From: Eric Biggers <ebiggers@kernel.org>
To: stable@vger.kernel.org
Cc: linux-ext4@vger.kernel.org, stable@kernel.org,
Ye Bin <yebin10@huawei.com>, Theodore Ts'o <tytso@mit.edu>
Subject: [PATCH 5.15 05/10] ext4: fix potential out of bound read in ext4_fc_replay_scan()
Date: Wed, 4 Jan 2023 23:13:54 -0800 [thread overview]
Message-ID: <20230105071359.257952-6-ebiggers@kernel.org> (raw)
In-Reply-To: <20230105071359.257952-1-ebiggers@kernel.org>
From: Ye Bin <yebin10@huawei.com>
commit 1b45cc5c7b920fd8bf72e5a888ec7abeadf41e09 upstream.
For scan loop must ensure that at least EXT4_FC_TAG_BASE_LEN space. If remain
space less than EXT4_FC_TAG_BASE_LEN which will lead to out of bound read
when mounting corrupt file system image.
ADD_RANGE/HEAD/TAIL is needed to add extra check when do journal scan, as this
three tags will read data during scan, tag length couldn't less than data length
which will read.
Cc: stable@kernel.org
Signed-off-by: Ye Bin <yebin10@huawei.com>
Link: https://lore.kernel.org/r/20220924075233.2315259-4-yebin10@huawei.com
Signed-off-by: Theodore Ts'o <tytso@mit.edu>
Signed-off-by: Eric Biggers <ebiggers@google.com>
---
fs/ext4/fast_commit.c | 38 ++++++++++++++++++++++++++++++++++++--
1 file changed, 36 insertions(+), 2 deletions(-)
diff --git a/fs/ext4/fast_commit.c b/fs/ext4/fast_commit.c
index fdce08c68cd43..be59f8790ce41 100644
--- a/fs/ext4/fast_commit.c
+++ b/fs/ext4/fast_commit.c
@@ -1907,6 +1907,34 @@ void ext4_fc_replay_cleanup(struct super_block *sb)
kfree(sbi->s_fc_replay_state.fc_modified_inodes);
}
+static inline bool ext4_fc_tag_len_isvalid(struct ext4_fc_tl *tl,
+ u8 *val, u8 *end)
+{
+ if (val + tl->fc_len > end)
+ return false;
+
+ /* Here only check ADD_RANGE/TAIL/HEAD which will read data when do
+ * journal rescan before do CRC check.
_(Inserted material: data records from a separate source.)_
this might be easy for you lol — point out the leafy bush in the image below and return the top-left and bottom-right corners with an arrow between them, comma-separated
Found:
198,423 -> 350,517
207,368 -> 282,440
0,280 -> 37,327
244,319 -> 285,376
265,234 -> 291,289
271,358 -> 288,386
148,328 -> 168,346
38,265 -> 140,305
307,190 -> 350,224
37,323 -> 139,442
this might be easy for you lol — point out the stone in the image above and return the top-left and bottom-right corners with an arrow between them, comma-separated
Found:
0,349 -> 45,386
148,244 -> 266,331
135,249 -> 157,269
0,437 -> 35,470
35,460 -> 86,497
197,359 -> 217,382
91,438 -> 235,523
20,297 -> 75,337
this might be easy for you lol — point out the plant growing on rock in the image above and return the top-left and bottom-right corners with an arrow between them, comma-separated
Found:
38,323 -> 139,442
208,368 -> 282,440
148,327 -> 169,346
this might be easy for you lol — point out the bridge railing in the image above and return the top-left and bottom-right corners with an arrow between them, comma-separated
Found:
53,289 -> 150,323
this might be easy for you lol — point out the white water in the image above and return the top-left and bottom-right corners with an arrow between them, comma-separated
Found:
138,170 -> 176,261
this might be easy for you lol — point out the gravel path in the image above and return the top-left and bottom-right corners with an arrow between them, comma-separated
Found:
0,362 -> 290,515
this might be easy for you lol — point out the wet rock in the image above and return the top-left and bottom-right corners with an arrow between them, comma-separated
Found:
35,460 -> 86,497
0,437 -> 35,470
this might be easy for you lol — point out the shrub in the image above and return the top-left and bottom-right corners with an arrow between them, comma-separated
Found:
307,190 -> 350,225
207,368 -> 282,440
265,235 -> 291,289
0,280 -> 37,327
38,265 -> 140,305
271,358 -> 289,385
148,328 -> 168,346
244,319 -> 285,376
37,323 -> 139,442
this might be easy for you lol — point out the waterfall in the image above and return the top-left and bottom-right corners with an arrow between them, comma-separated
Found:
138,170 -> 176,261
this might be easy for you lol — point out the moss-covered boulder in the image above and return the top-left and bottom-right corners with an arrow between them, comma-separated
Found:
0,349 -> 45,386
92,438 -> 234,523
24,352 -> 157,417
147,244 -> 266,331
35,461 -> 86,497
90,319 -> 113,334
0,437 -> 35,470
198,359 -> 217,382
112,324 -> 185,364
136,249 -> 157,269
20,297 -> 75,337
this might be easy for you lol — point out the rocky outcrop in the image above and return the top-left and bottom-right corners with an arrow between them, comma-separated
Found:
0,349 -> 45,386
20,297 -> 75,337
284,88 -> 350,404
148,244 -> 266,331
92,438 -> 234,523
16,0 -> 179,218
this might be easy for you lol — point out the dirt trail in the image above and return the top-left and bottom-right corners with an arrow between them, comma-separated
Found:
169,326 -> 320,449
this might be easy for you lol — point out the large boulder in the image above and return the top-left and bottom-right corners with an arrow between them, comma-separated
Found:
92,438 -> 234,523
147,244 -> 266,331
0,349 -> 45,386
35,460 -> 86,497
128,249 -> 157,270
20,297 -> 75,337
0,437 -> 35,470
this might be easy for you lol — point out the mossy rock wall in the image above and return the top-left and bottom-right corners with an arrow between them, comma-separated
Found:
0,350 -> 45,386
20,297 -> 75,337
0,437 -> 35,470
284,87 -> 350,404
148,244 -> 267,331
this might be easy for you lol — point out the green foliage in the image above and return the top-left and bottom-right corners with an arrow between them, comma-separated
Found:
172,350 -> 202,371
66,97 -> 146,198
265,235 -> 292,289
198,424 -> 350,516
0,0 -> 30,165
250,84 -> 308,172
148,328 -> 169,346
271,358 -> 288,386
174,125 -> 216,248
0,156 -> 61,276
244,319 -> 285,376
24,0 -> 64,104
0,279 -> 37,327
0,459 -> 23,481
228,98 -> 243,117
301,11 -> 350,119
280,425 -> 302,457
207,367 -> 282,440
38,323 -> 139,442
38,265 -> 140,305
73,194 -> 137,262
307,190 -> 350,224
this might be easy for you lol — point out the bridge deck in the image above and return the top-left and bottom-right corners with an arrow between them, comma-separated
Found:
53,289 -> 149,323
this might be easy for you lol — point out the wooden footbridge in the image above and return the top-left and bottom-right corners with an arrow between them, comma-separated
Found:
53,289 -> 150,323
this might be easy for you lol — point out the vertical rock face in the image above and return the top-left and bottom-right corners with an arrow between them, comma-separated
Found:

Other tags length check will
+ * rely on CRC check.
+ */
+ switch (tl->fc_tag) {
+ case EXT4_FC_TAG_ADD_RANGE:
+ return (sizeof(struct ext4_fc_add_range) == tl->fc_len);
+ case EXT4_FC_TAG_TAIL:
+ return (sizeof(struct ext4_fc_tail) <= tl->fc_len);
+ case EXT4_FC_TAG_HEAD:
+ return (sizeof(struct ext4_fc_head) == tl->fc_len);
+ case EXT4_FC_TAG_DEL_RANGE:
+ case EXT4_FC_TAG_LINK:
+ case EXT4_FC_TAG_UNLINK:
+ case EXT4_FC_TAG_CREAT:
+ case EXT4_FC_TAG_INODE:
+ case EXT4_FC_TAG_PAD:
+ default:
+ return true;
+ }
+}
+
/*
* Recovery Scan phase handler
*
@@ -1963,10 +1991,15 @@ static int ext4_fc_replay_scan(journal_t *journal,
}
state->fc_replay_expected_off++;
- for (cur = start; cur < end;
+ for (cur = start; cur < end - EXT4_FC_TAG_BASE_LEN;
cur = cur + EXT4_FC_TAG_BASE_LEN + tl.fc_len) {
ext4_fc_get_tl(&tl, cur);
val = cur + EXT4_FC_TAG_BASE_LEN;
+ if (!ext4_fc_tag_len_isvalid(&tl, val, end)) {
+ ret = state->fc_replay_num_tags ?
+ JBD2_FC_REPLAY_STOP : -ECANCELED;
+ goto out_err;
+ }
ext4_debug("Scan phase, tag:%s, blk %lld\n",
tag2str(tl.fc_tag), bh->b_blocknr);
switch (tl.fc_tag) {
@@ -2077,7 +2110,7 @@ static int ext4_fc_replay(journal_t *journal, struct buffer_head *bh,
start = (u8 *)bh->b_data;
end = (__u8 *)bh->b_data + journal->j_blocksize - 1;
- for (cur = start; cur < end;
+ for (cur = start; cur < end - EXT4_FC_TAG_BASE_LEN;
cur = cur + EXT4_FC_TAG_BASE_LEN + tl.fc_len) {
ext4_fc_get_tl(&tl, cur);
val = cur + EXT4_FC_TAG_BASE_LEN;
@@ -2087,6 +2120,7 @@ static int ext4_fc_replay(journal_t *journal, struct buffer_head *bh,
ext4_fc_set_bitmaps_and_counters(sb);
break;
}
+
ext4_debug("Replay phase, tag:%s\n", tag2str(tl.fc_tag));
state->fc_replay_num_tags--;
switch (tl.fc_tag) {
--
2.39.0
next prev parent reply other threads:[~2023-01-05 7:17 UTC|newest]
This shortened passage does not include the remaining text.